The Dutch ladies put up the two fastest relay splits in the field and smashed the world record by over three seconds, winning World Championships gold by more than four.

The team was made up of Inge Dekker, Heemskerk, Ranomi Kromowidjojo and Sharon van Rouwendaal. That foursome went 7:32.85 to break the 7:35.94 set by China back in 2010. This year’s Chinese delegation was a distant second, at 7:37.02.

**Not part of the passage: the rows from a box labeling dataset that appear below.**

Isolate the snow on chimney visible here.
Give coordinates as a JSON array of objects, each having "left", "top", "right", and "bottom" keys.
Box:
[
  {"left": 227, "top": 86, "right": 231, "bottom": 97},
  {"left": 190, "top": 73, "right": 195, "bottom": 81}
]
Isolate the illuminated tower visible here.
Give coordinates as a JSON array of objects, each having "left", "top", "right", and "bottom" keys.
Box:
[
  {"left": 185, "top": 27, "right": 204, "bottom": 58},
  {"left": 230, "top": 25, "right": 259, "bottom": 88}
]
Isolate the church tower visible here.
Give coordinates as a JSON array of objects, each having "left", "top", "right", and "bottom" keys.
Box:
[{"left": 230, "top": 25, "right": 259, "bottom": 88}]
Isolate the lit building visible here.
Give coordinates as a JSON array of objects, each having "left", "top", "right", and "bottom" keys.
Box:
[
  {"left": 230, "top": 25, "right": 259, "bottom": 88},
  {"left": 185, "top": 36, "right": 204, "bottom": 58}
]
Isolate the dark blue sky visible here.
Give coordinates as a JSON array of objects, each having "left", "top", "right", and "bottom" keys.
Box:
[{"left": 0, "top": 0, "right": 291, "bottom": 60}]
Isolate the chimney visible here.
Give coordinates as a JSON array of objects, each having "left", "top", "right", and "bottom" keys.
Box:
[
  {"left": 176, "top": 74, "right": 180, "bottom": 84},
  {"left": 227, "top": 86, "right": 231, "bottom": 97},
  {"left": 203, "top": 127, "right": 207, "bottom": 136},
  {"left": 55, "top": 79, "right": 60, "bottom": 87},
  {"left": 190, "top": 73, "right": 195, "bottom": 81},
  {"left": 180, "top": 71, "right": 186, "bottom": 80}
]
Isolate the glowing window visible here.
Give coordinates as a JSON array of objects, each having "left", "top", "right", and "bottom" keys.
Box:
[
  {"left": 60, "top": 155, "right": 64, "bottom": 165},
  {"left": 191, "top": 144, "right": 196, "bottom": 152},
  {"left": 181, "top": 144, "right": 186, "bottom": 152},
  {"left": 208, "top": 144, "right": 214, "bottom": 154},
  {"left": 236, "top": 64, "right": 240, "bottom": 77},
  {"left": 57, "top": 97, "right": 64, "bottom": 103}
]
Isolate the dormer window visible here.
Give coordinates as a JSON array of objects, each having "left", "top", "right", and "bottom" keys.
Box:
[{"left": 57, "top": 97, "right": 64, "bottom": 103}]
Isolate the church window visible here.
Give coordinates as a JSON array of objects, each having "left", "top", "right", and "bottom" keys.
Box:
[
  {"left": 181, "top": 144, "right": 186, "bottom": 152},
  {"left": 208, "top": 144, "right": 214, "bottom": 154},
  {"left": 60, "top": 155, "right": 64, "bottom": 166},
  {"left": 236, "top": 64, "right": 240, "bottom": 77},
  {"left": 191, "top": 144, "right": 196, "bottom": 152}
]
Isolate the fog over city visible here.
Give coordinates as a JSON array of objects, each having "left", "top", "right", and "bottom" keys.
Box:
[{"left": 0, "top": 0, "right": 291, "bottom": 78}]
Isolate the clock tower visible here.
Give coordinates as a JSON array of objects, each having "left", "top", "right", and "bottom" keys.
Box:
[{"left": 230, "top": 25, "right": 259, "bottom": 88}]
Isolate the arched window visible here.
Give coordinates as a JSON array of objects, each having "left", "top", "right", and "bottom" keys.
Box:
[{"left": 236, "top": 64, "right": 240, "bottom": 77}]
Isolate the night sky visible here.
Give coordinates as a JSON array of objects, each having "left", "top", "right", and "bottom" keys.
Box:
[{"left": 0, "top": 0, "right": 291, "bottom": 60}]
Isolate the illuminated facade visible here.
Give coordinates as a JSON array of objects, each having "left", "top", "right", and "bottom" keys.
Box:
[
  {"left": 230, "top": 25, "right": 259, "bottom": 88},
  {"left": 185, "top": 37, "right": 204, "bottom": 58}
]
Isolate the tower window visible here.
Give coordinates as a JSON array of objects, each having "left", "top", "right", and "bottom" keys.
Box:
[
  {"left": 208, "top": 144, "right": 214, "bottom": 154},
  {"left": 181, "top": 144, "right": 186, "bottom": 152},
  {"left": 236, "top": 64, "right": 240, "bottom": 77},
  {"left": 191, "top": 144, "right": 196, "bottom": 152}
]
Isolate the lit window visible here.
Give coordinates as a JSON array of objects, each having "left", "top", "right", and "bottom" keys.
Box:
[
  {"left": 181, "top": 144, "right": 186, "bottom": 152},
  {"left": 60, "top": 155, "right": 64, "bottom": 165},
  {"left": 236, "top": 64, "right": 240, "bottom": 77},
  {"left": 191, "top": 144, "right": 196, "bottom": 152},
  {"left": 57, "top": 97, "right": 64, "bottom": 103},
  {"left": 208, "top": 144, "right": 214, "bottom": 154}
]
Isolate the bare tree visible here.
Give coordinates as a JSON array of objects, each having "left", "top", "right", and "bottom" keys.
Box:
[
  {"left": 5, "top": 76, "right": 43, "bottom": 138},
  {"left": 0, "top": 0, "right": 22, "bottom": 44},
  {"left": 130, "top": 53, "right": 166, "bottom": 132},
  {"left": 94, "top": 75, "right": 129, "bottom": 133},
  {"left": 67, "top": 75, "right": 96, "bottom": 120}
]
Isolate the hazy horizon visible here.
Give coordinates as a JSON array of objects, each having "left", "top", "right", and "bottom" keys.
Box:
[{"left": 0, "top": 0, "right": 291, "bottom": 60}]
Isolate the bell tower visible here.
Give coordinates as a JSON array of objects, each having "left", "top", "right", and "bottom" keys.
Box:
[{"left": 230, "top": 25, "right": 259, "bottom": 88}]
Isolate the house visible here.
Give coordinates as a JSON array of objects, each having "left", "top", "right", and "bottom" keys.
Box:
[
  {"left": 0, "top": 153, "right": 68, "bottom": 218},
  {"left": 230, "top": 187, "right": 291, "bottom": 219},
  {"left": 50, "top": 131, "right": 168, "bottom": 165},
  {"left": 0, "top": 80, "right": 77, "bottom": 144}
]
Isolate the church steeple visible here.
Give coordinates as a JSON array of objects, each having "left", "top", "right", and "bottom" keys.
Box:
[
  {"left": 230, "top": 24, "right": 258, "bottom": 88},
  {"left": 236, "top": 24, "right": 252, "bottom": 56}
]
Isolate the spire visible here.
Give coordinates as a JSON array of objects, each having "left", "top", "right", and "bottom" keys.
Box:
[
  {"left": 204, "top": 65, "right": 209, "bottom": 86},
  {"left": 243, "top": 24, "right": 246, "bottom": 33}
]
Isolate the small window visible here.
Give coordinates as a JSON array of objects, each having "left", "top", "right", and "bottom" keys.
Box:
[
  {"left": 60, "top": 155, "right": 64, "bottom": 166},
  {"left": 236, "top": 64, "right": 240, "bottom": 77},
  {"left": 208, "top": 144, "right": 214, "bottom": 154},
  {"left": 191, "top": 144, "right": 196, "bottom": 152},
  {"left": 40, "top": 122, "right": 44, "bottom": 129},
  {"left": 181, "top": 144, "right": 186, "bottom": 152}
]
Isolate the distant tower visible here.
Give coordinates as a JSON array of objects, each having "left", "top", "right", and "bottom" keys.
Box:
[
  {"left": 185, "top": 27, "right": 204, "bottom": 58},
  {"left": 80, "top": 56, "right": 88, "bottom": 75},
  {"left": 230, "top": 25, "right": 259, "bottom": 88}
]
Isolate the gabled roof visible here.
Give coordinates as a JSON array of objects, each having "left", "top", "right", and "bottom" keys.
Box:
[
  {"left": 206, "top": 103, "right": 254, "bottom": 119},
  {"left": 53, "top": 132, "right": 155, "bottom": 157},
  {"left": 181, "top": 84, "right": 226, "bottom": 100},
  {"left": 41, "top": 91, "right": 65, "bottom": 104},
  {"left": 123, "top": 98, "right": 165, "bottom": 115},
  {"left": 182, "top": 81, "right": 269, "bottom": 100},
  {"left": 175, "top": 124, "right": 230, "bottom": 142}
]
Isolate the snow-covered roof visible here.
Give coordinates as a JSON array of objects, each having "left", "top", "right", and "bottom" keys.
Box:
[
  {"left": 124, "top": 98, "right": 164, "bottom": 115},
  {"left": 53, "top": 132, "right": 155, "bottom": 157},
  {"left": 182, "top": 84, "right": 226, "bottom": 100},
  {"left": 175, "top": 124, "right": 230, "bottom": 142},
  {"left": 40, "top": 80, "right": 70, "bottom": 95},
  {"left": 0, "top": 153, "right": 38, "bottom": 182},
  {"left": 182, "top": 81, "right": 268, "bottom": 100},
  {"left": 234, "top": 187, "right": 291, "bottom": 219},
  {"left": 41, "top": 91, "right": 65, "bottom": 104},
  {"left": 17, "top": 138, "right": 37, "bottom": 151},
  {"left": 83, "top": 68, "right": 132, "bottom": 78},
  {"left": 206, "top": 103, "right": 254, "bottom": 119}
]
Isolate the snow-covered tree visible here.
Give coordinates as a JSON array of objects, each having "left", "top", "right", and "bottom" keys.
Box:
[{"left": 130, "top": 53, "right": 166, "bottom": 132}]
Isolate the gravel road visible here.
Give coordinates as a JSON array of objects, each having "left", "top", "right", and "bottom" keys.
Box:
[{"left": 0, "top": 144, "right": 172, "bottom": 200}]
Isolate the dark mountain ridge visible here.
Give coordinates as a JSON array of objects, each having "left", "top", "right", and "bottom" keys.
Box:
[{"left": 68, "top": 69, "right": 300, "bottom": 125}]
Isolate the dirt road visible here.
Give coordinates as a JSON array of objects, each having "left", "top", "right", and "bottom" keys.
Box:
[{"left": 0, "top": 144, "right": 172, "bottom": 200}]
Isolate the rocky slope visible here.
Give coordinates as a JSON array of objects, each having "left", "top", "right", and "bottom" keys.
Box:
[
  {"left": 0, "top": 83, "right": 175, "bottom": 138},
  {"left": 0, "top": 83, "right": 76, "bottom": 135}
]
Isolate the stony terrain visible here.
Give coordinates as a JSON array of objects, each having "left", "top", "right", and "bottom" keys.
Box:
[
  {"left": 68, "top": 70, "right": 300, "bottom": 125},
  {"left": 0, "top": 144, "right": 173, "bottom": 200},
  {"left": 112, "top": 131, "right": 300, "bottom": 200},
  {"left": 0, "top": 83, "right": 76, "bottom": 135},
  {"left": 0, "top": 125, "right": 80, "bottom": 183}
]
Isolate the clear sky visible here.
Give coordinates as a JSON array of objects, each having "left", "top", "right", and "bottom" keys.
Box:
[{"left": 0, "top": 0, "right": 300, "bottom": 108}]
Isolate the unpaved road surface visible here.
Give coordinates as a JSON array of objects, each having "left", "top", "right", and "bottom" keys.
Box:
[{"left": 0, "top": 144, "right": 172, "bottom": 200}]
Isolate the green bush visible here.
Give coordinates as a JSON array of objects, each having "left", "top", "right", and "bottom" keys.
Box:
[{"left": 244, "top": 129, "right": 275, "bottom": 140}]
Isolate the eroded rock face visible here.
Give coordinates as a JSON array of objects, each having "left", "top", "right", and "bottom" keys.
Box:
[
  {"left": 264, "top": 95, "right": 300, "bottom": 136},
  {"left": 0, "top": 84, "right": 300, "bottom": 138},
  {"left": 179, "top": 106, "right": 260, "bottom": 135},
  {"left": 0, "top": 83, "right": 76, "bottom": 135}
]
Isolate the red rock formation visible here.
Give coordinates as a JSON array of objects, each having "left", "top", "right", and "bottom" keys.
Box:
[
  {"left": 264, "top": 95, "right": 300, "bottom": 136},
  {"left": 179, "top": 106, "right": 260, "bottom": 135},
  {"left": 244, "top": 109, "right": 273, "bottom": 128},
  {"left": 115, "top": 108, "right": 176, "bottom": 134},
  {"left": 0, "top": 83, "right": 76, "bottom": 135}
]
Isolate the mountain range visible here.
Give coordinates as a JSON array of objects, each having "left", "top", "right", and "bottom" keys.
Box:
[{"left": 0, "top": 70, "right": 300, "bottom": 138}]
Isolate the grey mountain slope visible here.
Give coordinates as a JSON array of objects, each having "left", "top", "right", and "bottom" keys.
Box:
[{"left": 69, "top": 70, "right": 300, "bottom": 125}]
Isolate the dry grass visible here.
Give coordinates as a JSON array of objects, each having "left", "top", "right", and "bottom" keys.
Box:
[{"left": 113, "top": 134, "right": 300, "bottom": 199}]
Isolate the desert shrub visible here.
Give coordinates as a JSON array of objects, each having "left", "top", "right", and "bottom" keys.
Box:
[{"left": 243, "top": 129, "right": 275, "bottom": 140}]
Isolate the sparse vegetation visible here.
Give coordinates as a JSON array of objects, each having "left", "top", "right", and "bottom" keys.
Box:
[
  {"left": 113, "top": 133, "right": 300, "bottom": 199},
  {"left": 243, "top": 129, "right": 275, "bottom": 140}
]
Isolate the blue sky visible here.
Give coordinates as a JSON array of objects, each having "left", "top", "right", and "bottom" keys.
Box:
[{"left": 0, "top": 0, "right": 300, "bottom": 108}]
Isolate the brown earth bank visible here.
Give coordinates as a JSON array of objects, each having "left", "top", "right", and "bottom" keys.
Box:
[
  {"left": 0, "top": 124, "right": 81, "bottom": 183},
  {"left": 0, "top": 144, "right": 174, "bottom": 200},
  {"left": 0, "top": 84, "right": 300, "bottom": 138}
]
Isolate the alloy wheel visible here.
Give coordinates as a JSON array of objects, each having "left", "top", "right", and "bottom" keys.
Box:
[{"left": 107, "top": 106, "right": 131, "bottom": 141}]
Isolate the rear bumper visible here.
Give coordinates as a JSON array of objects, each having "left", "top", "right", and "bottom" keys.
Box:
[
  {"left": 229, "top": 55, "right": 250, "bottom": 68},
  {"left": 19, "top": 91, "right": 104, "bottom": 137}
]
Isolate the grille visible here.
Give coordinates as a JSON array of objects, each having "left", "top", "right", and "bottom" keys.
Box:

This is a pretty impressive record for the Dutch women to take down, especially considering that Dekker and Kromowidjojo are both more well-known as sprinters. The two filled in well on a longer relay, though, each going respectable 1:54s as Heemskerk and van Rouwendaal were a cut above anyone else in the field.

Here’s a look at the team splits:

  • Dekker: 1:54.73
  • Heemskerk: 1:51.22
  • Kromowidjojo: 1:54.17
  • van Rouwendaal: 1:52.73
  • Team: 7:32.85

Heemskerk and van Rouwendaal really carried the load, but when you compare to the previous WR splits below, you find that Dekker and Kromowidjojo really held their own against their 2010 Chinese counterparts:

  • Chen Qian: 1:54.73
  • Tang Yi: 1:53.54
  • Liu Jing: 1:53.59
  • Zhu Qianwei: 1:54.08
  • China, 2010: 7:35.94

This could be the first of several world relay records for the Dutch, who might be more dangerous as the distance gets shorter and moves more into the ranges of Dekker and Kromowidjojo. The 200 and 400 free relay records both look a bit tougher than this 800 record, though, so the Netherlands will have to step up their game again to etch their names into the record books for a second and/or third time.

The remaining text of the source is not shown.